Colors of analog camera

August 2, 2022

Analog Kodak Rollei Python Image Processing Programming

While writing the last post Analog Diary III, I realized that I did not like photos order that was only dictated by the photo number from the scanner. The image presentation was not smooth enough, and I was looking for a way to sort images based on their luminosity and dominant color so the gallery would have more visual flow.

To do it, I wrote a short Python script that would help me with that task. First, the imports:

import glob
import os
import shutil

import imageio as io
import matplotlib.pyplot as plt
import numpy as np

from sklearnex import patch_sklearn
patch_sklearn()

from sklearn.cluster import KMeans
from skimage.transform import rescale

I used some general Python libraries for file discovery (glob) and system tools (os and shutil). Other libraries are more sophisticated: imageio for image reading and writing, matplotlib for plotting, NumPy for general array operations, and sklearn to perform k-means clustering. In addition, I use the Intel accelerated sklearn library to make the k-means calculations ~10x faster. The last import is the sklearn-image library which allows per-image calculations. Next, let’s define some helper variables and functions:

img_paths = glob.glob('/home/dzyla-photo/content/blog/post36/images/*.*')
n_clusters = 10
dominant_color = []
colormap = np.zeros((20, 200, 3))

img_paths will store all the paths of the images, n_clusters is a number of dominant colors to find in the picture, dominant_color is the list that will keep those colors, and colormap will be used to visualize the dominant colors. Let’s do some per image calculations:

for file in img_paths:
  img = io.imread(file)

  img = rescale(img, (0.3, 0.3, 1))
  initial_shape = img.shape

  img = img.reshape(-1, 3)
  print(initial_shape)

  y_labels = KMeans(n_clusters=n_clusters, random_state=0).fit_predict(img)

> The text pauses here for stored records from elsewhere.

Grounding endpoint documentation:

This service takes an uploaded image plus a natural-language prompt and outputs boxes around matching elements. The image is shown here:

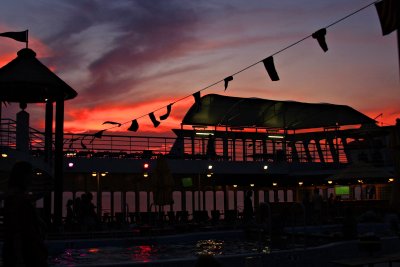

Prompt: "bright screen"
[335,185,350,195]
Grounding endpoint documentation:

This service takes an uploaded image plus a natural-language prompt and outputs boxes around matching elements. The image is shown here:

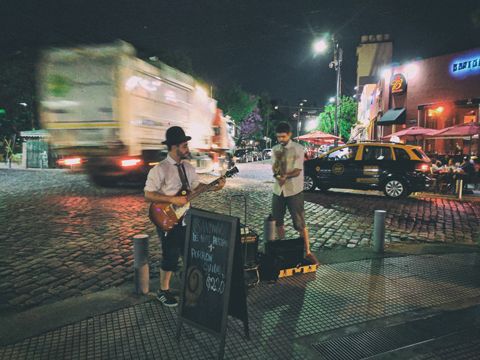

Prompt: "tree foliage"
[217,85,258,126]
[0,51,38,149]
[240,107,263,139]
[317,96,357,139]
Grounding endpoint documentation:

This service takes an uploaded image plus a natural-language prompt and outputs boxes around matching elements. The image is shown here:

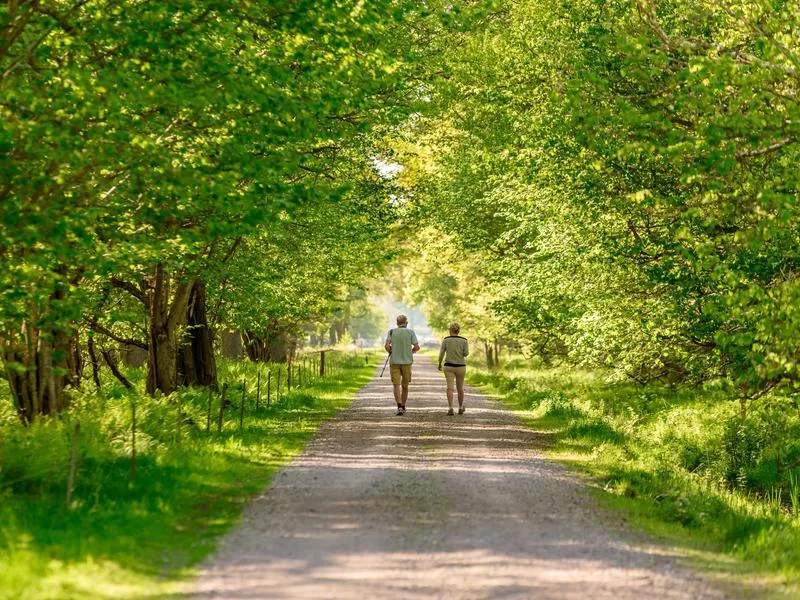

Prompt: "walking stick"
[381,352,392,377]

This code uses imageio to open the image file from the path, followed by the skimage library that rescales the image to 30% of the original size but keeps the RGB channel dimension unchanged. We keep the initial image dimension as a variable and reshape the image to get the array of all pixels in one dimension. Next, using the k-means clustering, all pixels are grouped into 10 classes. Each pixel will belong to one of 10 classes (from 0 to 9). The next task is a little bit more complicated. All pixels belong to one of 10 classes, but because many pixels in one class will have different values, we need to calculate the average color per class:

color_list = []
clustered_img = np.zeros(img.shape)

for cluster in range(0, n_clusters):
  color = np.mean(img[y_labels == cluster], axis=0)
  color_list.append(color)
  clustered_img[y_labels == cluster] = color

Here, for each class, we calculate the average pixel value. We define an empty list that will hold calculated average colors and clustered_image, which will be an image with classified pixels substituted with calculated class colors. To do so, we select pixels that belong to the same class and average them. The result we add to the color_list. To calculate the clustered_img, the pixels corresponding to the given class are set to the average class color. Next, we will sort the obtained averaged colors per count:

color_label, color_frequency = np.unique(y_labels, return_counts=True)
sorting_order = np.argsort(color_frequency)

color_frequency = color_frequency[sorting_order]
color_list = np.array(color_list)[sorting_order]

From the y_labels class membership list, we calculate the unique values (that will be the class number from 0 to 9) together with the class count. This list will be ordered based on the values in the color_label array (0 -> 9). Thus, we need to sort the color_frequency array. np.argsort returns the array of indexes that will sort the original array, which is very useful in that case. We apply the sorting order to color_frequency and color_list arrays, resulting in two arrays ordered by the increasing population of the color in the picture. Now we have all elements ready to plot the colors according to their frequencies:

index = 0
color_map = np.zeros((20, initial_shape[1],3))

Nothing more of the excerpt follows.